Надзиратель закрыл дверь и унес письмо. Арестованный начал считать уже не часы, а минуты и секунды. Около одиннадцати послышались шаги. Раздалась команда: «На прогулку».

— Пан надзиратель, вы передали письмо?

— Передал, не задержал. В отделении как раз собирали тех, кто отправлялся в суд. Знаю, что канцелярия письмо переслала прокурору.

— Странно, что меня не вызывают.

Опытный надзиратель усмехнулся. Сколько таких заявлений прошло через него за годы службы? Конечно, без последствий они не останутся, но знал он и то, чего заключенные не могли понять: не прокурор к услугам арестованного, а наоборот.

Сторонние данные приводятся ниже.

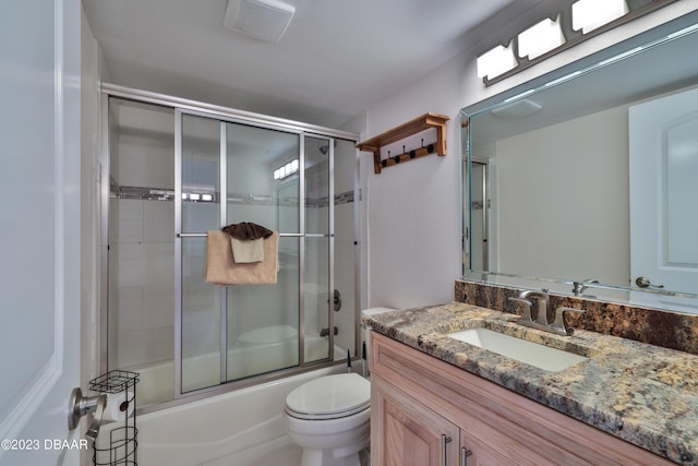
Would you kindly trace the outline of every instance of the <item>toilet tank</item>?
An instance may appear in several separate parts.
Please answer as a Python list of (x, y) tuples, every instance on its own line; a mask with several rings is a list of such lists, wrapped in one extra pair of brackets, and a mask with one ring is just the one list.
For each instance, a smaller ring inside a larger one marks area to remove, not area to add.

Заключенного он вызовет, когда сочтет нужным.

— Вызовут, вызовут, не волнуйтесь. Если не завтра, то через пару дней.

И верно, на четвертый день вечером надзиратель предупредил Павельского:

— Утром будет машина. Поедете к прокурору.

Оказавшись в прокурорском кабинете, арестованный увидел там и капитана Витольда Лапинского. Он сидел на обычном месте, у окна.

— Мне передали ваше устное заявление, а потом еще и письмо. Что случилось, почему такая срочность? — спросил прокурор.

— Совершенно новые обстоятельства. Теперь, пан прокурор, вы наконец убедитесь, что я не убивал Зарембу. Как я сразу не сообразил!

— Бы знаете убийцу? Располагаете доказательствами? Я слушаю.

Павельский страшно разволновался. Не спрашивая разрешения, схватил графин с водой и единым духом выпил полстакана. Руки у него дрожали. Капитан с улыбкой и не без удивления смотрел на человека, который раньше в самые напряженные моменты следствия так хорошо владел собой.

— Пан прокурор… — голос помощника режиссера звучал тихо и отчетливо. — Пан прокурор, главная улика против меня основывалась на том, что среди тех, кто мог подменить пистолет, только я был заинтересован в устранении Мариана Зарембы. Месть оскорбленного мужа. Is fecit cui prodest. Тот сделал, кому это выгодно. Следствие установило, что у других лиц была такая же возможность подменить пистолет директора Голобли с холостым патроном в стволе другим пистолетом, с боевым зарядом, но у них не было оснований убивать. Вот главный аргумент обвинения. Все остальное — это его подтверждение и доказательство, что у меня была техническая возможность совершить преступление. Верно?

— Можно, пожалуй, и так сказать.

— Днем и ночью я ломал голову, почему один из пятнадцати человек, считая и мою жену Барбару — хотя ее нелепо подозревать, — решился убить Зарембу. Все умозаключения ничего не дали. Знаю, прокуратура выясняла, был ли хоть намек на мотив у каждого, кто был тогда в театре. Только капитан Лапинский упрощенно подошел к делу. Для него с самого начала я был убийцей, которого во что бы то ни стало, даже не брезгуя провокацией, надо склонить к признанию.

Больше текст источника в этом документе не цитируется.